Simon Williams, chief economist Middle East and North Africa HSBC, told Gulf News that reduced work hours lead to fewer hours logged, leading to the potential for some businesses to witness reduced productivity.
"It's inevitable, the loss of productivity due to the fast and other factors as well," Williams said.
However, Williams also noted that there are increased spending patterns during Ramadan similar to holidays in other countries where worker productivity might decline slightly, but revenues increase.
Faris, meanwhile, said "this is the first time we did this survey and the first time a survey of this nature was done on a global scale."
He pointed out that countries belonging to the OIC (Organisation of Islamic Conference), including the UAE, enjoyed workplace flexibility with reduced work hours.
"Seven per cent of our respondents were from the UAE, hence the analysis of their responses was aggregated at OIC level with other Muslim-majority countries. Many of the OIC-based Muslim workers were satisfied with their employers' flexibility during Ramadan compared to non-OIC based employees," said Faris.
"However, the real question that we pose in the report is to the OIC member governments whom we ask to consider whether a two-hour reduction is necessary or shall they consider a one-hour adjustment."
Rafi Al Din Shikoh, report author and managing director of Dinar Standard, said the survey gives a unique glimpse into the minds and hearts of Muslims around the world.
"For the first time, we have an actual pulse of what Muslim professionals expect and struggle with during Ramadan. These are strong insights that can help employers not only build goodwill with their Muslim employees, but directly and positively affect their companies' productivity," Shikoh said.

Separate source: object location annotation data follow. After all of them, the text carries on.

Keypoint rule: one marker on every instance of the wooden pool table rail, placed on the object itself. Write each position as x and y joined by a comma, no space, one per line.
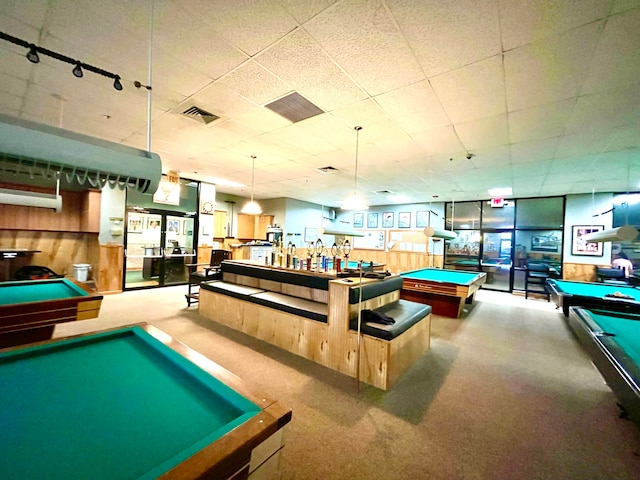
35,321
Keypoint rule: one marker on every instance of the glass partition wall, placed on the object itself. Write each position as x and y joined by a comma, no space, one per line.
502,241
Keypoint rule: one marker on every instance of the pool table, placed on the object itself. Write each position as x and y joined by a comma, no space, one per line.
612,340
29,310
130,403
566,294
447,291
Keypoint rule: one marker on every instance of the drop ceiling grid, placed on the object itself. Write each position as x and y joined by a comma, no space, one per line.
250,26
484,132
533,151
551,69
414,107
525,21
472,92
299,61
446,37
365,43
609,71
541,122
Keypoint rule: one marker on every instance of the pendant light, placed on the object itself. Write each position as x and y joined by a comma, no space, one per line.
252,208
355,202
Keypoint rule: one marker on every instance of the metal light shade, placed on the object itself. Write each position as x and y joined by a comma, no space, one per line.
625,233
251,207
438,233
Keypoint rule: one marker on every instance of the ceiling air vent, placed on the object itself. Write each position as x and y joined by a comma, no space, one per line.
328,169
294,107
199,115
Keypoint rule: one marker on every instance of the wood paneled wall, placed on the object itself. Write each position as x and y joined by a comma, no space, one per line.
58,250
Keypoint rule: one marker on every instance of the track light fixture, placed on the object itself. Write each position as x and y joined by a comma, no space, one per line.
116,83
32,54
34,57
77,70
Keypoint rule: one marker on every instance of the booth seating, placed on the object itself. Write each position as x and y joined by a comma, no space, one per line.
612,276
315,315
199,272
535,280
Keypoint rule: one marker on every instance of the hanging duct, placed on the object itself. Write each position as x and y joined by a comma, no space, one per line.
625,233
438,233
30,150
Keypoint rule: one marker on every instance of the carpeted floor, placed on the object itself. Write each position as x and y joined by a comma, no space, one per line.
504,393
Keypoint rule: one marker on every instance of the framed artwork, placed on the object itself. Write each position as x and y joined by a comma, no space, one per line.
422,219
404,220
153,223
134,225
578,244
387,220
310,234
173,226
545,243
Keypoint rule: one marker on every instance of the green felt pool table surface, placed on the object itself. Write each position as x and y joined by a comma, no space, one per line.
612,340
594,295
113,405
446,291
38,291
443,275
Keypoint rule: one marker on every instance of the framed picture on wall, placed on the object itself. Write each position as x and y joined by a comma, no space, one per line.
134,225
404,220
387,220
422,219
580,247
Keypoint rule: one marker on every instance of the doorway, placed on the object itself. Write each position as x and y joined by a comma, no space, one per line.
159,244
497,259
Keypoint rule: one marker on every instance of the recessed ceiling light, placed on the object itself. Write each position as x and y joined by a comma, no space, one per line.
399,198
500,192
224,183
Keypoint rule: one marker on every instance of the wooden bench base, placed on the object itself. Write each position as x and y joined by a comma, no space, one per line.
330,344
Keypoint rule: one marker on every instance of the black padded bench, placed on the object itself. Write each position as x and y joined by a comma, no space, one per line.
405,314
286,303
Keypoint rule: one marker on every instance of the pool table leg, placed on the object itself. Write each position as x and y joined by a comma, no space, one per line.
29,335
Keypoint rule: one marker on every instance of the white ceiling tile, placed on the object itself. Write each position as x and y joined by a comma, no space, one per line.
551,69
364,40
255,83
472,92
303,10
250,25
542,122
609,71
448,35
414,107
299,61
483,133
525,21
533,151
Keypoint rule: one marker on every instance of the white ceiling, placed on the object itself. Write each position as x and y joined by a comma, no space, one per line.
545,94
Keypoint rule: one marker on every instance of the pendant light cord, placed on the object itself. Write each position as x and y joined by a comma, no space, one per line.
253,175
355,191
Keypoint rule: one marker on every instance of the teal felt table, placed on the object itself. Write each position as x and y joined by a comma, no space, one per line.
612,340
129,403
447,291
566,294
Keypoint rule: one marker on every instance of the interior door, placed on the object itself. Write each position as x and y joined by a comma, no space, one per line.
497,259
159,245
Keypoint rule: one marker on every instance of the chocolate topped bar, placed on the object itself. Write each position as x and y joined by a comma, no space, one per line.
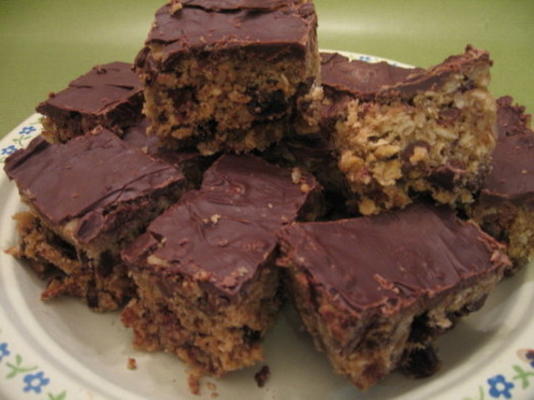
382,80
400,133
374,292
208,288
211,26
88,198
86,177
391,261
512,172
109,95
505,207
359,77
228,229
227,75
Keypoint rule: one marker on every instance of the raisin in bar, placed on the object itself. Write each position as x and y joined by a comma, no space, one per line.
505,208
375,291
226,75
399,132
208,289
88,198
110,95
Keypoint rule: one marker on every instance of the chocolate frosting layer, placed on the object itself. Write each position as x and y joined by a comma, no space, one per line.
210,26
374,80
512,173
360,77
86,177
384,263
224,232
97,92
511,119
230,5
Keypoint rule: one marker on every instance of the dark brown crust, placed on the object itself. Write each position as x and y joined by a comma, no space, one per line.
404,257
382,81
184,31
512,173
86,178
226,230
110,95
375,292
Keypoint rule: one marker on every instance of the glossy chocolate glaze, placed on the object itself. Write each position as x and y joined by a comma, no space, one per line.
369,81
86,177
223,233
512,173
385,263
98,92
210,26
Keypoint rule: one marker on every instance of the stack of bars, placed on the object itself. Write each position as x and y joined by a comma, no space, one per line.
232,167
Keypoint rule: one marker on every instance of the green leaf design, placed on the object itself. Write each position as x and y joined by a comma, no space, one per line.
61,396
18,368
522,376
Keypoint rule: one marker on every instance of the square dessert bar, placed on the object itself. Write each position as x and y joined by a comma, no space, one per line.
505,207
189,161
207,286
110,95
375,291
88,198
399,132
226,75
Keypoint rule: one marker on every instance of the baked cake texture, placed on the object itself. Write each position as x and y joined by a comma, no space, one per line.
399,132
207,286
375,291
189,161
88,198
227,75
110,95
505,207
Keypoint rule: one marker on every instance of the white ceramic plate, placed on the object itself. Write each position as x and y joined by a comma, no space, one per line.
62,351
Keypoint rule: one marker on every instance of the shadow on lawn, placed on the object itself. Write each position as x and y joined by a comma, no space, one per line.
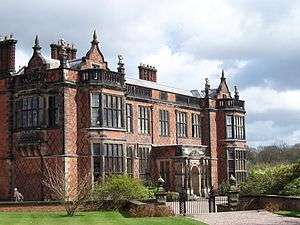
290,213
57,216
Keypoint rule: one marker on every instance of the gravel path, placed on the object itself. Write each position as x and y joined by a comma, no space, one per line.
261,217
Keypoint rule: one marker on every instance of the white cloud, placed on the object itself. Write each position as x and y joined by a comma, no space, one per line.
186,40
264,99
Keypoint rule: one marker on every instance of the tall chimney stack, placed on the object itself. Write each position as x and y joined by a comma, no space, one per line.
147,72
56,49
7,54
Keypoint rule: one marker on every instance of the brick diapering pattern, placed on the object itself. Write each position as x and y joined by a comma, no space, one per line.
68,145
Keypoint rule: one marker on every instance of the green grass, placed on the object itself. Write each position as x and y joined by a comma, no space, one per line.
289,213
90,218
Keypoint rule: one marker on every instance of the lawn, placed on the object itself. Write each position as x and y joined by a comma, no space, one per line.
289,213
90,218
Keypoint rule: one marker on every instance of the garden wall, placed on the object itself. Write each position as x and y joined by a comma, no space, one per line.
262,202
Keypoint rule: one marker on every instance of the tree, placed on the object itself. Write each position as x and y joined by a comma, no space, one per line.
118,189
71,195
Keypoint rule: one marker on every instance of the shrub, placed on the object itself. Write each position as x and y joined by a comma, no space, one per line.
119,189
292,188
223,188
151,210
172,196
269,179
272,207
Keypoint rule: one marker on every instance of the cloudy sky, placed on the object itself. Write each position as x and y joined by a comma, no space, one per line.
257,42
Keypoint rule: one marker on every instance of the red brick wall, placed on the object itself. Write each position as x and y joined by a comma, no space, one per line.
4,141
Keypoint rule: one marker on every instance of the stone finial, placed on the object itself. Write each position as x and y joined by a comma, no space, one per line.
207,87
36,46
121,68
236,93
95,41
223,76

Asked if reduced hours affected productivity, the majority of respondents believed their companies were holding up well despite less hours logged by employees. "While a majority of [61 per cent] or respondents from OIC countries said their company's productivity does not suffer, a sizeable 26 per cent said their company's productivity unnecessarily suffers.
This should be a cause for companies to evaluate their practices and policies," the report recommended.
By comparison, only three per cent of respondents "answered that nobody works during Ramadan" while a further 15 per cent said that "work should not be a priority during Ramadan."
The study said that "the reality is that there are added spiritual activities that Muslims undertake during Ramadan (such as attending Taraweeh prayers [52 per cent]) and physical energy levels are low."